# TP1: Optimization of Machine Learning Problems

**Day 1 - AI for Sciences Winter School**

**Instructor:** Raphael Cousin

[![Open In Colab](https://colab.research.google.com/assets/colab-badge.svg)](https://colab.research.google.com/github/racousin/ai_for_sciences/blob/main/day1/tp1.ipynb)

## Objectives
1. Understand gradient descent intuitively
2. Apply gradient descent to linear regression with PyTorch
3. Compare CPU vs GPU training performance

## Setup

Run the cell below to install and import the required packages.

In [None]:
# Install the aiforscience package from GitHub
!pip install -q git+https://github.com/racousin/ai_for_sciences.git

import numpy as np
import torch
import torch.nn as nn
import matplotlib.pyplot as plt

from aiforscience import (
    plot_gradient_descent_1d,
    plot_loss_history,
    plot_predictions,
    plot_gradient_step,
    print_model_params,
    print_training_step,
    print_gradient_info,
    print_device_comparison,
    generate_linear_data,
)

print("Setup complete!")
print(f"PyTorch version: {torch.__version__}")
print(f"CUDA available: {torch.cuda.is_available()}")

---
# Part 1: Understanding Gradient Descent

**Goal:** Find the value of $\theta$ that minimizes a function $f(\theta)$.

## The Key Idea

Gradient descent is an iterative optimization algorithm:

$$\theta_{new} = \theta_{old} - \eta \cdot \nabla f(\theta_{old})$$

Where:
- $\theta$ is the parameter we want to optimize
- $\eta$ (eta) is the **learning rate** (step size)
- $\nabla f(\theta)$ is the **gradient** (derivative) of the function

## Example Function

Let's minimize $f(\theta) = (3\theta - 7)^2$

**Question:** What is the analytical minimum of this function?

In [None]:
# Define the function and its gradient
def f(theta):
    """Function to minimize: (3*theta - 7)^2"""
    return (3 * theta - 7) ** 2

def gradient_f(theta):
    """Gradient of f: d/d_theta [(3*theta - 7)^2] = 2*(3*theta - 7)*3 = 6*(3*theta - 7)"""
    return 6 * (3 * theta - 7)

# Visualize the function
theta_values = np.linspace(-2, 5, 100)
plt.figure(figsize=(8, 4))
plt.plot(theta_values, [f(t) for t in theta_values], 'b-', linewidth=2)
plt.xlabel('θ')
plt.ylabel('f(θ)')
plt.title('f(θ) = (3θ - 7)²')
plt.grid(True, alpha=0.3)
plt.axhline(y=0, color='k', linestyle='-', alpha=0.3)
plt.show()

print(f"Analytical minimum: θ = 7/3 ≈ {7/3:.4f}")

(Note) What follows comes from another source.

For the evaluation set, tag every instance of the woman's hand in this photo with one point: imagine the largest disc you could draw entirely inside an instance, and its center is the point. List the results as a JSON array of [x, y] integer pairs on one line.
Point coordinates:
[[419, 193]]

## Gradient Descent Step by Step

Let's watch one gradient descent step in detail:

In [None]:
# Start at theta = 0
theta = 0.0
learning_rate = 0.05

# Compute gradient at current position
grad = gradient_f(theta)
print(f"Current θ = {theta}")
print(f"Current f(θ) = {f(theta)}")
print(f"Gradient at θ: {grad}")
print(f"\nUpdate: θ_new = θ - lr × gradient")
print(f"        θ_new = {theta} - {learning_rate} × {grad}")
print(f"        θ_new = {theta - learning_rate * grad}")

# Perform update
theta_new = theta - learning_rate * grad

# Visualize the step
plot_gradient_step(theta, theta_new, grad, learning_rate, f, theta_range=(-2, 5))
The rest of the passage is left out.